Now, like many others, I will have to look at moving lots of libraries over to new software although I am not unfamilar with Lightroom and have still occassionaly used it . I began with it years ago but decided to switch my entire workflow to Aperture when v3 was released. 

I’ve also used the Canon software but haven’t looked at the new release. I also might consider Capture One as a few of you have mentioned on here.

If Apple comes through with the promise of helping everyone transition to Lightroom (via software I assume), that might help with my decision making, although I would like to see it in action before I make the big move.


----------



## CaiLeDao (Jun 28, 2014)

I was also disappointed as photo manipulation was the reason I moved to Macs and Aperture was quite revolutionary as I learned my needs to manage photos. I now have 3TB of images and a very slow upload to the cloud so it would take months to move the library contents (in file system).

However I am becoming more optimistic as in reality what do I use Aperture for now? Its actually raw conversation, basic photo edits, storage and organisation.

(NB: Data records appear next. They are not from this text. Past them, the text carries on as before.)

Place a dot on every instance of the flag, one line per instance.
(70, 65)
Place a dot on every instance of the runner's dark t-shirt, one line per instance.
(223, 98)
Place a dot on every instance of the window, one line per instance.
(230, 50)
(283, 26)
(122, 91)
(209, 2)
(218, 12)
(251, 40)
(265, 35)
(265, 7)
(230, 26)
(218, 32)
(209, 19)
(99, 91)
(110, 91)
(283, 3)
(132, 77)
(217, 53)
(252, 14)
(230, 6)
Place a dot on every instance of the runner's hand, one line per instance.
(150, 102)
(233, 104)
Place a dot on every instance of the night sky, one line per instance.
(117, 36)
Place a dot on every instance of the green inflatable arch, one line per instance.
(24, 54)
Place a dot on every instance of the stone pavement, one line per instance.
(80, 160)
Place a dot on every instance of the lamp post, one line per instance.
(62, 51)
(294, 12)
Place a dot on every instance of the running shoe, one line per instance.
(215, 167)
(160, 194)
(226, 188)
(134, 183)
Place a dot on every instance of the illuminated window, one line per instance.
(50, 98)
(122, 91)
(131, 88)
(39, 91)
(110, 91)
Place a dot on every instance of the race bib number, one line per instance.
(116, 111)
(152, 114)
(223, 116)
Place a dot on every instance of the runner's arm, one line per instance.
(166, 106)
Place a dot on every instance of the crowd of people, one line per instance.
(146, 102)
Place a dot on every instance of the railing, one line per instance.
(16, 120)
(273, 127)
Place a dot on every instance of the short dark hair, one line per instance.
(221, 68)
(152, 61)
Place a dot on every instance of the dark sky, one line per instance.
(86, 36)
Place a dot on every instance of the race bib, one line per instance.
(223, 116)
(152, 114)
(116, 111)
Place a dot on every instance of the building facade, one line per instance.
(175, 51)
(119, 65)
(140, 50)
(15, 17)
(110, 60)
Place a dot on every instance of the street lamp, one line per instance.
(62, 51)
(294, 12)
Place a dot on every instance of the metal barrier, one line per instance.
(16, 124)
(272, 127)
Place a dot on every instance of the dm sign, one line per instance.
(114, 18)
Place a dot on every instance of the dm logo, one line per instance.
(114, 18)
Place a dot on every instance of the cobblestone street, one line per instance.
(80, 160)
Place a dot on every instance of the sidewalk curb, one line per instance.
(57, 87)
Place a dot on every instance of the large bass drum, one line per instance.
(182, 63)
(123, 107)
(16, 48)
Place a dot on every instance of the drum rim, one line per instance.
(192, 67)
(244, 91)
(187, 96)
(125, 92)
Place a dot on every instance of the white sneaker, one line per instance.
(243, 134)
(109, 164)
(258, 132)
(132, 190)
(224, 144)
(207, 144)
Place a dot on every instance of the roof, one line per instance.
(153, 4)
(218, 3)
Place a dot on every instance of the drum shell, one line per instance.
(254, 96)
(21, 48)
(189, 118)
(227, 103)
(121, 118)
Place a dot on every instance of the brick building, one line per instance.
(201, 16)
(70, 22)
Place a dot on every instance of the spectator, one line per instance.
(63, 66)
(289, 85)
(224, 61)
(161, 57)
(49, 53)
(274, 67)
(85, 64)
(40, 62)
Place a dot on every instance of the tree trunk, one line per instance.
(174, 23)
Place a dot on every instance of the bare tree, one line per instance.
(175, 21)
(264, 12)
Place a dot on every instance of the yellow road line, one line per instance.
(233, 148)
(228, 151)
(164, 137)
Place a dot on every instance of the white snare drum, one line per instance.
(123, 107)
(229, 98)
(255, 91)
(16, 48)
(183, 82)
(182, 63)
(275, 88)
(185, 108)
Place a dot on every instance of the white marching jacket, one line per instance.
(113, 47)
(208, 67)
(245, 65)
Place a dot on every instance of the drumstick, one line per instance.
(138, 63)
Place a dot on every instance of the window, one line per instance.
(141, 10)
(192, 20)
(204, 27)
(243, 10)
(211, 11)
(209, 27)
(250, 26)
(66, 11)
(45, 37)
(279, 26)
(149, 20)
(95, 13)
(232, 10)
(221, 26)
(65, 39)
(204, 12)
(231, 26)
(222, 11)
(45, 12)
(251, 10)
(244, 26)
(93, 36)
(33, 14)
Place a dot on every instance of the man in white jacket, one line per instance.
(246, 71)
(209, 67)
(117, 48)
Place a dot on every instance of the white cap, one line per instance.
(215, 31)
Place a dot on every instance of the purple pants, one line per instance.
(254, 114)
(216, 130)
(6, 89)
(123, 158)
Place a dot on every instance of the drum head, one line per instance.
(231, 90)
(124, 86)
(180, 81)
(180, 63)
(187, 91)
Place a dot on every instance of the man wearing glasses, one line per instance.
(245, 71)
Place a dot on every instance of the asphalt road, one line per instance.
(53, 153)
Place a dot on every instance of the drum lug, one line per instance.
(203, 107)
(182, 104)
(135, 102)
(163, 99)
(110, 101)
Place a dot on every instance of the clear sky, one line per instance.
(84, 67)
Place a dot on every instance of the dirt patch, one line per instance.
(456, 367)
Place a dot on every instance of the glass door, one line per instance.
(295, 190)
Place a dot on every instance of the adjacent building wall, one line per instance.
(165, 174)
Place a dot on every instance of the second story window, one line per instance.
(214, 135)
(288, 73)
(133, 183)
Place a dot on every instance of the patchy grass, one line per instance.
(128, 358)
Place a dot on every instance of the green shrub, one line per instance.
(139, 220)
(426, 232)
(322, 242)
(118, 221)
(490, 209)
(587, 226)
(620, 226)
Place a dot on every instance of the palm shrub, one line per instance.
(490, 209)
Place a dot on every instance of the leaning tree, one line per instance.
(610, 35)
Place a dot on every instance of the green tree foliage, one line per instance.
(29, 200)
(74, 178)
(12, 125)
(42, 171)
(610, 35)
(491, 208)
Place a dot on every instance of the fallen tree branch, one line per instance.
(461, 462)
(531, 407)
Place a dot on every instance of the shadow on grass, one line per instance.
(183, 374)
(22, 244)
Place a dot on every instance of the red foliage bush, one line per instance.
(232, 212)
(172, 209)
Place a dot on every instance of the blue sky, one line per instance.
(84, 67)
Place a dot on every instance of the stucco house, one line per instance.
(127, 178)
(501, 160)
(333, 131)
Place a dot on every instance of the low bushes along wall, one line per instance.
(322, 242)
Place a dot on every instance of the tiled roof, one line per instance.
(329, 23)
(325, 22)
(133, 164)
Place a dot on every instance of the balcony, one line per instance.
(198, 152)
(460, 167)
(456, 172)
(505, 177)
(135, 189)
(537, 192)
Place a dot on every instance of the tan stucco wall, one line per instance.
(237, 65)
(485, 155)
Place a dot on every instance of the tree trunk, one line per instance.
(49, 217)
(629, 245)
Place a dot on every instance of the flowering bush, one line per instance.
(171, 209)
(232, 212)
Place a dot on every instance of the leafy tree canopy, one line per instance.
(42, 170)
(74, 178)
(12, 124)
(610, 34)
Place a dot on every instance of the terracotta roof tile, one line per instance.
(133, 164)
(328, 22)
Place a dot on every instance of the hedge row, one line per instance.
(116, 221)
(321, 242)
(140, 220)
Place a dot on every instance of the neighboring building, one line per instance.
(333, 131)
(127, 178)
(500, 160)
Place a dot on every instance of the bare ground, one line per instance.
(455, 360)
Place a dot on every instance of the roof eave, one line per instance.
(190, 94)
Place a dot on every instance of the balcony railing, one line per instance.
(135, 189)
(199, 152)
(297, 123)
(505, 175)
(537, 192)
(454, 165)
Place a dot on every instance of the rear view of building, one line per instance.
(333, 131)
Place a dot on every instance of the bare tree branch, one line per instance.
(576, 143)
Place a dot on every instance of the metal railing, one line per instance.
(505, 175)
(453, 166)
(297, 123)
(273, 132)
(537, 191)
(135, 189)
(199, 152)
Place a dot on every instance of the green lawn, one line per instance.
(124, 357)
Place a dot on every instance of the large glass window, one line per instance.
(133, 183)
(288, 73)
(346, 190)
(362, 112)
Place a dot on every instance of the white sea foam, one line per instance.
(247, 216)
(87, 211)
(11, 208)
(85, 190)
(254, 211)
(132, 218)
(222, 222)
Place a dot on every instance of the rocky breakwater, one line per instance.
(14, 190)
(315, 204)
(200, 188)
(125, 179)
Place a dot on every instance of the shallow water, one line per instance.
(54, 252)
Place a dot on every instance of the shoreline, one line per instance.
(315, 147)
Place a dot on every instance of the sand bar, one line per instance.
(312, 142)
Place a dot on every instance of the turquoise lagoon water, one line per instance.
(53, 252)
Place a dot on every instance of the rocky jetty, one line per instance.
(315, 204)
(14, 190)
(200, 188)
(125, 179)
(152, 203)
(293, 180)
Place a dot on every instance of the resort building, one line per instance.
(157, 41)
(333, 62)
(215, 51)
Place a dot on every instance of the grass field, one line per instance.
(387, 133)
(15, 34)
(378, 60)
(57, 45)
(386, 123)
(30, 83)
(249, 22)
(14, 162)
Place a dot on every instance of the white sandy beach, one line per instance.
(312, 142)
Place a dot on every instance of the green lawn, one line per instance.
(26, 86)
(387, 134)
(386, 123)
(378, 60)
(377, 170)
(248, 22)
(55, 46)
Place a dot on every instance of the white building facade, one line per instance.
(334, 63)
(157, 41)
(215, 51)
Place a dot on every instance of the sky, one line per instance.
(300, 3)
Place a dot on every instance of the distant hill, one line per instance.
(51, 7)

I do all the image manipulation in other non adobe software, as I read about Apples direction it seems to continue to fit my needs quite well, so long as I don't have to have everything in the cloud and can continue to use local attached storage.

In effect what I use Aperture for is largely related to the things found in operating system file management and organisation tools and perhaps better integrates the searching of them. I have preferred to use DXO, Pixelmator, "on one" software and Nik Suite (B+W and HDR) for a long time. Hopefully the books will stay available but again there are several options there. 

So after my initial negative response I can see a sensible logic and don't mind losing Aperture as a brand provided the main catalogue and management capabilities are available through OSX. If forced to move to a pure cloud approach then I would have to find an alternative. Is Adobe a choice I want to be pushed into, well at present I don't think I am, although the PR around this is pretty poor for Apple standards and may be reflects the sponsorship within the Company.


----------



## Vivid Color (Jun 28, 2014)

neuroanatomist said:


> Bummer.
> 
> Might be ok for me personally, I use Aperture for image triage and library management, but not RAW conversions (for which I use DxO Optics Pro). Hopefully they keep the ability to have multiple libraries and referenced images, which are key differentiators for me compared to iPhoto.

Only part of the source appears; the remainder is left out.